W Kaplicy MB Częstochowskiej są wystawione relikwie św. Maksymiliana Marii Kolbego, natomiast w Kaplicy Grobu Pańskiego znajdują się relikwie bł. Marii Luizy Merkert Założycielki Zgromadzenia Sióstr Elżbietanek. Korzystając z tego wielkiego daru możemy za ich wstawiennictwem polecać Bogu wszystkie nasze sprawy oraz intencje.
RELIKWIE ŚWIĘTEGO MAKSYMILIANA MARII KOLBEGO
15 sierpnia 2019 roku o godz. 12:00 w dniu uroczystego odpustu Wniebowzięcia Najświętszej Marii Panny zostały do naszego kościoła procesyjnie wniesione relikwie Świętego Maksymiliana Marii Kolbego. Zostały przywiezione przez rekolekcjonistę O. Radosława Tomczaka z Niepokalanowa.
„W tych obecnych trudnych czasach potrzeba nam coraz więcej ludzi, którzy by chcieli naśladować Św. Maksymiliana Marii Kolbego. A on w modlitwie do Najświętszej Marii Panny Niepokalanie Poczętej napisał takie słowa
Dozwól mi chwalić Cię, Panno Najświętsza.
Dozwól, bym własnym kosztem Cię chwalił.
Dozwól, bym dla Ciebie i tylko dla Ciebie żył, pracował, cierpiał, wyniszczył się i umarł.
Dozwól, bym do Ciebie cały świat przywiódł.
Dozwól, bym przyczynił się do jeszcze większego, do jak największego wyniesienia Ciebie.
Dozwól, bym Ci przyniósł taką chwałę, jakiej jeszcze nikt Ci nie przyniósł.
Dozwól, by inni w gorliwości o wywyższenie Ciebie mnie prześcigali, a ja ich, tak by w szlachetnym współzawodnictwie chwała Twoja wzrastała coraz głębiej, coraz szybciej, coraz potężniej, tak jak tego pragnie Ten, który Cię tak niewysłowienie ponad wszystkie istoty wyniósł.
W Tobie jednej bez porównania bardziej uwielbiony stał się Bóg niż we wszystkich świętych swoich.
Dla Ciebie stworzył Bóg świat. Dla Ciebie i mnie też Bóg do bytu powołał. Skądże mi to szczęście?
O, dozwól mi chwalić Cię, o Panno Najświętsza!

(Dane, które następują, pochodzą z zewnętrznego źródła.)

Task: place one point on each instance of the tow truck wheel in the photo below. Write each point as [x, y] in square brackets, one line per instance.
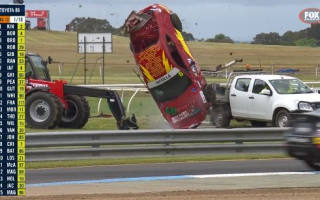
[176, 22]
[43, 110]
[313, 164]
[220, 117]
[78, 113]
[282, 118]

Relikwie te są pierwszego stopnia: jest to włos z brody Świętego Maksymiliana Marii Kolbego. Jest bardzo cenne, gdyż ciało świętego zostało spalone w krematorium w Oświęcimiu, a broda została zachowana tylko dlatego, że na potrzeby dokumentacji obozowej, wykonanie fotografii więźnia miało być pozbawione wszelkiego zarostu. Współbrat, który go ogolił roztropnie zarost zachował. Ojciec Maksymilian Maria Kolbe należy do najbardziej znanych na świecie polskich świętych, czczony jest nie tylko w Polsce, ale również w USA i Czechach. Św. Maksymilian to dużo więcej niż męczennik. Przede wszystkim wspaniały organizator. Był twórcą największego na świecie męskiego klasztoru. Niepokalanów liczył przed wojną 772 zakonników! Św. Maksymilian zaangażował się tak bardzo w swoją posługę. Po pierwsze ojciec Kolbe chciał być świętym, a po drugie chciał zdobyć cały świat dla Chrystusa przez Niepokalaną. To znaczy: wszelkimi dostępnymi i godziwymi środkami dotrzeć do człowieka i powiedzieć mu o Bożej miłości. Święty Maksymilian był doskonałym organizatorem, nowoczesnym apostołem, wykorzystującym środki przekazywania informacji, bardzo odważnym misjonarzem i gotowym na męczeństwo świadkiem Chrystusa, a więc patronem na dzisiejsze trudne czasy.
BŁOGOSŁAWIONA MARIA LUIZA MERKERT
Relikwie Bł. Marii Luizy Merkert zostały uroczyście wniesione do naszego kościoła w niedzielę 29 września 2019 roku o godz. 13:00 podczas uroczystej Jubileuszowej Mszy Świętej. Eucharystia celebrowana była z okazji 150 rocznicy przybycia Sióstr Elżbietanek do Szprotawy. Relikwie wniosła S. Prowincjalna Paula Marcinowska z Wrocławia.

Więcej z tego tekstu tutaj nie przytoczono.